Cyberthreats are Causing the Most Tension in Fintechs Across the World Find FIS and Oxford Economics

This post was originally published on The FinTech Times

Research conducted by global financial technology firm, FIS in collaboration with Oxford Economics, has revealed the true impact of financial, operational, and technological disharmony, defined as disruptions and inefficiencies across the money lifecycle, on firms in the US, the UK and Singapore.

In two global surveys of a combined 1,000 C-suite business and technology leaders across six different industries, FIS and Oxford Economics found that businesses are losing out on an average of $98.5million a year as a consequence of cyber threats, fraud, regulatory hurdles, and operational inefficiencies.

The Harmony Gap: Finding the Financial Upside in Uncertainty study revealed nine sources of disharmony, with 88 per cent of respondents identifying cyberthreats as the most pressing source of tension, followed by fraud (79 per cent) and regulatory complexities (65 per cent).
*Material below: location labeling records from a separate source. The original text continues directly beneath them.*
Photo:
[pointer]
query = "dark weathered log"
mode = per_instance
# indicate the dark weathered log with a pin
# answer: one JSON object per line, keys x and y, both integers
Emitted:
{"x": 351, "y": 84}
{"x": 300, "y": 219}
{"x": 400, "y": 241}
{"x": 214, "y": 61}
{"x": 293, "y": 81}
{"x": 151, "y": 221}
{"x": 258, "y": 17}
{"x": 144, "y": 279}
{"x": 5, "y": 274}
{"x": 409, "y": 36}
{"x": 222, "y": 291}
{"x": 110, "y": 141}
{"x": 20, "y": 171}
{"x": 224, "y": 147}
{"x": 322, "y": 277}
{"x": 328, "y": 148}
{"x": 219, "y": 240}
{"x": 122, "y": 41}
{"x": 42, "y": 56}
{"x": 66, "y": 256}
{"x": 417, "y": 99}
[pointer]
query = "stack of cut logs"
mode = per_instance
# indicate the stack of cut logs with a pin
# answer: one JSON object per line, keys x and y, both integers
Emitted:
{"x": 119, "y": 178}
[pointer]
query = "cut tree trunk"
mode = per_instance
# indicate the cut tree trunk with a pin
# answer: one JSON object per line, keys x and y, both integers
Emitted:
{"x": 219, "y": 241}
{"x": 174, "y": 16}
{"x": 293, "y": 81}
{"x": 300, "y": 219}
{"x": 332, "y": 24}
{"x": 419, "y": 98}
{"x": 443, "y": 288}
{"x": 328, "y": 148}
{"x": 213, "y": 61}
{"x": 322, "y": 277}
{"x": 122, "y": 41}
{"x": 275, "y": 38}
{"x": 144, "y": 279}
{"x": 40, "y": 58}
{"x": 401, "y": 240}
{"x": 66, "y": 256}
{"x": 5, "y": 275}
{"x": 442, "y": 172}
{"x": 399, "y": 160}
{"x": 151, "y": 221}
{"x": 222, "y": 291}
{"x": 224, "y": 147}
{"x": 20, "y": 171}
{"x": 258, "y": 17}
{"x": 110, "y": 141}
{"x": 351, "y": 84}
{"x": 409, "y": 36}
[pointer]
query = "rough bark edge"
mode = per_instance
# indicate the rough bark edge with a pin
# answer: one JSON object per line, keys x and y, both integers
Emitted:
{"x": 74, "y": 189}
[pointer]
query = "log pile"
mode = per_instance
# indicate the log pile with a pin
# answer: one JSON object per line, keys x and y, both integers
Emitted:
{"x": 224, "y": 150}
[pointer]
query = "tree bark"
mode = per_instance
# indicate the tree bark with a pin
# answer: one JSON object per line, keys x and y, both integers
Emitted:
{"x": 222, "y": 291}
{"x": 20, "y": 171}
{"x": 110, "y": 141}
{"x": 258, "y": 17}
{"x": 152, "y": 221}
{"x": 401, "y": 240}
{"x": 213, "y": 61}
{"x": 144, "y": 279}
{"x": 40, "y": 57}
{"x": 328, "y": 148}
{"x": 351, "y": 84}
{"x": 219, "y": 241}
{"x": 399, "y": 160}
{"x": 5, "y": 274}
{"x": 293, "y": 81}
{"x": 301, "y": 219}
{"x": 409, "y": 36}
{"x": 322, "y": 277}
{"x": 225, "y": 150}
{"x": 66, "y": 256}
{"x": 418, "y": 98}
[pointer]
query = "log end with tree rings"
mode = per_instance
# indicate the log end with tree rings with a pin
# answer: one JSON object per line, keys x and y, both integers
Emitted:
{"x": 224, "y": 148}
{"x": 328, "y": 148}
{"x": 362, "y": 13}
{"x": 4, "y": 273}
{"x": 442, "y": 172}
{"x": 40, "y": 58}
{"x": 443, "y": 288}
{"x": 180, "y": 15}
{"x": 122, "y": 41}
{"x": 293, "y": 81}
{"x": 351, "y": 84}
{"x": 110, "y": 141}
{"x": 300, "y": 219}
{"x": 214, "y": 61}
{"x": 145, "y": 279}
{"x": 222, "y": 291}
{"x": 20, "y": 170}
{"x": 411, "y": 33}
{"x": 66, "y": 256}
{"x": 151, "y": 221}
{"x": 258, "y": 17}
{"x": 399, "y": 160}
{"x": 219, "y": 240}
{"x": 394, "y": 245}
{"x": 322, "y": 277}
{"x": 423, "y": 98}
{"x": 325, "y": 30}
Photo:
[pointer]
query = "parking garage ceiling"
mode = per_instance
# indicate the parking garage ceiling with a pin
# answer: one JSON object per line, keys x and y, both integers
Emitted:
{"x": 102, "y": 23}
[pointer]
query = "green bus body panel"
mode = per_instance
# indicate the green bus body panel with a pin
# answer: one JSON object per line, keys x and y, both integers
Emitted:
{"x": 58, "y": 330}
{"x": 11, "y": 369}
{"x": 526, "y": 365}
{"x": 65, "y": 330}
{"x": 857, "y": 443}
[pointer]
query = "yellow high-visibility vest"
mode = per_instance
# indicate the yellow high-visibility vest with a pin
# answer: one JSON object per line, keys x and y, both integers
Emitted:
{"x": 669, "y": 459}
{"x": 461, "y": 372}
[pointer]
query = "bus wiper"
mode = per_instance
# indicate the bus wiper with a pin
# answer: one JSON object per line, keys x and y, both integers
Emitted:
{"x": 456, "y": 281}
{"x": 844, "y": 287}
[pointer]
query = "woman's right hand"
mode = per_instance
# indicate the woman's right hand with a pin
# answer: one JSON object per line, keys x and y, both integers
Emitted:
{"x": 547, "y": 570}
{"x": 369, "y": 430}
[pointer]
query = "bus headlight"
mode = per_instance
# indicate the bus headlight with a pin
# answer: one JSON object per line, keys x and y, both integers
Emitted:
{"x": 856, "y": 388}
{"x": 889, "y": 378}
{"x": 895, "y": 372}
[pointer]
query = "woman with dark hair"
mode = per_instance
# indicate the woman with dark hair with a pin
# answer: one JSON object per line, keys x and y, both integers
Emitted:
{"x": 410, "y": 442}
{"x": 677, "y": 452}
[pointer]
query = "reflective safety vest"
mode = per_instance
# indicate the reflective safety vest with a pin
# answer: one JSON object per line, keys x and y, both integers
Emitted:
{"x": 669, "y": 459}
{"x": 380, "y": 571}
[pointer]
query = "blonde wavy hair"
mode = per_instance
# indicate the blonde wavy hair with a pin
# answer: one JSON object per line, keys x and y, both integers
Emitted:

Other tensions identified by respondents were operational inefficiencies, payment friction, human errors, illiquidity, financial technology skills gaps, and reputational damage.

The survey results also shed light on the specific financial technologies that forward-looking organisations are employing to address disharmony in their operations. Over four-fifths (82 per cent) of surveyed leaders said they have implemented embedded finance solutions, realising an average 8.5 per cent growth in sales through these investments.